Govt gazettes new citizenship regulations (Chronicle, 02/08)- The Government has gazetted new regulations that will require people born in the country but whose parents originated from countries within the region to fill In special renunciation forms to restore their Zimbabwean citizenship. According to the gazette released last Friday, any citizen from the Southern African Development Community who wishes to restore the Zimbabwean citizenship will now have to fill in forms for special renunciation which are being issued by the Registrar General's Office.
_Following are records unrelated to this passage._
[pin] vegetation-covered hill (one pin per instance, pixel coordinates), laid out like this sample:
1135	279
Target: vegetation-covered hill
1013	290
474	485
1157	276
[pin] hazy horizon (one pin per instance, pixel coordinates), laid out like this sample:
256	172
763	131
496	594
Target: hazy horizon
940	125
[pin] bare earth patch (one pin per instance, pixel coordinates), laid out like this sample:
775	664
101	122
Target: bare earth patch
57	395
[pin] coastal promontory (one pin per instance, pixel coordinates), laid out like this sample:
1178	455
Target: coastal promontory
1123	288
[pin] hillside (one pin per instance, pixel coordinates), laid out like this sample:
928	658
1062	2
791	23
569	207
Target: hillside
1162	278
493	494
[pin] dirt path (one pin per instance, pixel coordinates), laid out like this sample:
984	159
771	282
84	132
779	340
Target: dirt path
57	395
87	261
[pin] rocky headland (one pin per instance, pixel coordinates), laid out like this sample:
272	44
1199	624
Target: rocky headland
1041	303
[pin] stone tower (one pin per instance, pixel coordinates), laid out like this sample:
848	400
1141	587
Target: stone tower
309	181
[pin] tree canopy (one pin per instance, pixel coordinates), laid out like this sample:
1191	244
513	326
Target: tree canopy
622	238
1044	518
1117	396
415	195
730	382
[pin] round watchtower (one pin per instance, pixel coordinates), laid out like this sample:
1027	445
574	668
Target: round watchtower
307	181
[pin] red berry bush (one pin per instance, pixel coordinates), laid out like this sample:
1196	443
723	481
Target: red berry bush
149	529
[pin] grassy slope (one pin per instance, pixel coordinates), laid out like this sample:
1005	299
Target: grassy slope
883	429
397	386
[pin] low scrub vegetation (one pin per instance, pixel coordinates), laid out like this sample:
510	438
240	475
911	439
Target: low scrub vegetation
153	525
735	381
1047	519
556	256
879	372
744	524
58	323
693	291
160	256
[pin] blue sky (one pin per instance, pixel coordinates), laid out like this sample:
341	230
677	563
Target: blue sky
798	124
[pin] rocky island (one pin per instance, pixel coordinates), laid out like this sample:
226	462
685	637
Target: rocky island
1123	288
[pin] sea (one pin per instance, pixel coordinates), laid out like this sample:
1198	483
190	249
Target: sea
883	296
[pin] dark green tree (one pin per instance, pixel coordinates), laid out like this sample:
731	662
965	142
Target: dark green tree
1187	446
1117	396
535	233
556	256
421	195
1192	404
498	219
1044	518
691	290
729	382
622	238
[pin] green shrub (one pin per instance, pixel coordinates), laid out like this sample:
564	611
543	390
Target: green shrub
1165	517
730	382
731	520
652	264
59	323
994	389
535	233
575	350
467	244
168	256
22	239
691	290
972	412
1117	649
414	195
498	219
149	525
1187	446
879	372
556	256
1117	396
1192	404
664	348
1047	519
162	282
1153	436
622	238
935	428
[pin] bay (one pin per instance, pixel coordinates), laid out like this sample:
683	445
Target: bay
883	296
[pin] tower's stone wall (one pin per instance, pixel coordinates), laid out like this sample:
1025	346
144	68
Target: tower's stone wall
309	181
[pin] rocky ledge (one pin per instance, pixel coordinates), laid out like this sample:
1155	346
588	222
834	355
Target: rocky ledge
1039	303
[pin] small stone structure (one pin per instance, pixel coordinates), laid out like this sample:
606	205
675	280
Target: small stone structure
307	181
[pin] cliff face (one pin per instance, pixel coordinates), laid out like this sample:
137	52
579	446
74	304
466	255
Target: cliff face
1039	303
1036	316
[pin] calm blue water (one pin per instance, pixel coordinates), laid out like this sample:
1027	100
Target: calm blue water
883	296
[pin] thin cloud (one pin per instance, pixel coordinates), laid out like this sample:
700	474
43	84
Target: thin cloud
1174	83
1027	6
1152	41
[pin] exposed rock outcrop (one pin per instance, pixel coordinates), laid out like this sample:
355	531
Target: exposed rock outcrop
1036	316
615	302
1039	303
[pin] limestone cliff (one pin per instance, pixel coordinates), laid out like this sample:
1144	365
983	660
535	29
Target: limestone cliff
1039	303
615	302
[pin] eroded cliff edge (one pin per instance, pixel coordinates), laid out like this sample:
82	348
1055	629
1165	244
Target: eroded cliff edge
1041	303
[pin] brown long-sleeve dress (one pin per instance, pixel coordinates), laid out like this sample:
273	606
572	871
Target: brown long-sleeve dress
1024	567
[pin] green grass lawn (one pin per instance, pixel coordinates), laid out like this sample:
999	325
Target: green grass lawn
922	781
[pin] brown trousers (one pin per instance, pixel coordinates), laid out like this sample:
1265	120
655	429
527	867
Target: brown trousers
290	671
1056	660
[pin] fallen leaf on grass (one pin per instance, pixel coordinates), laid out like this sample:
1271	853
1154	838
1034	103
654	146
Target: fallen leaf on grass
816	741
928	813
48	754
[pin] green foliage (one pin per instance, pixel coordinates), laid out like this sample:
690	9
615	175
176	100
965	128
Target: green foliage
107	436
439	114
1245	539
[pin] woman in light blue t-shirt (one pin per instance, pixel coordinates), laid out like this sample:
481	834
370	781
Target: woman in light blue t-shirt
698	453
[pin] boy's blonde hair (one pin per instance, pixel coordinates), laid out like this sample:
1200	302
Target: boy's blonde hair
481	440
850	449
The new changes follow the amendment of section 9 of the Citizenship of Zimbabwe Act by the Government early in May. Once completed the renunciation forms would be taken by the RG's Office to the appropriate embassy for endorsement. The changes would help the RG's Office to deal effectively with problems arising from dual citizenship within the southern African region. Forms were being distributed countrywide for easy access by those who need to renounce or restore their citizenship. When the Citizenship Act was amended many people living in the country but who were original from within the region complained that the regulations were too stiff and did not take their plight into account. There are thousands of people who came from Zambia, Malawi and Mozambique to work in the country in the last five to seven decades and Zimbabwe had become their home.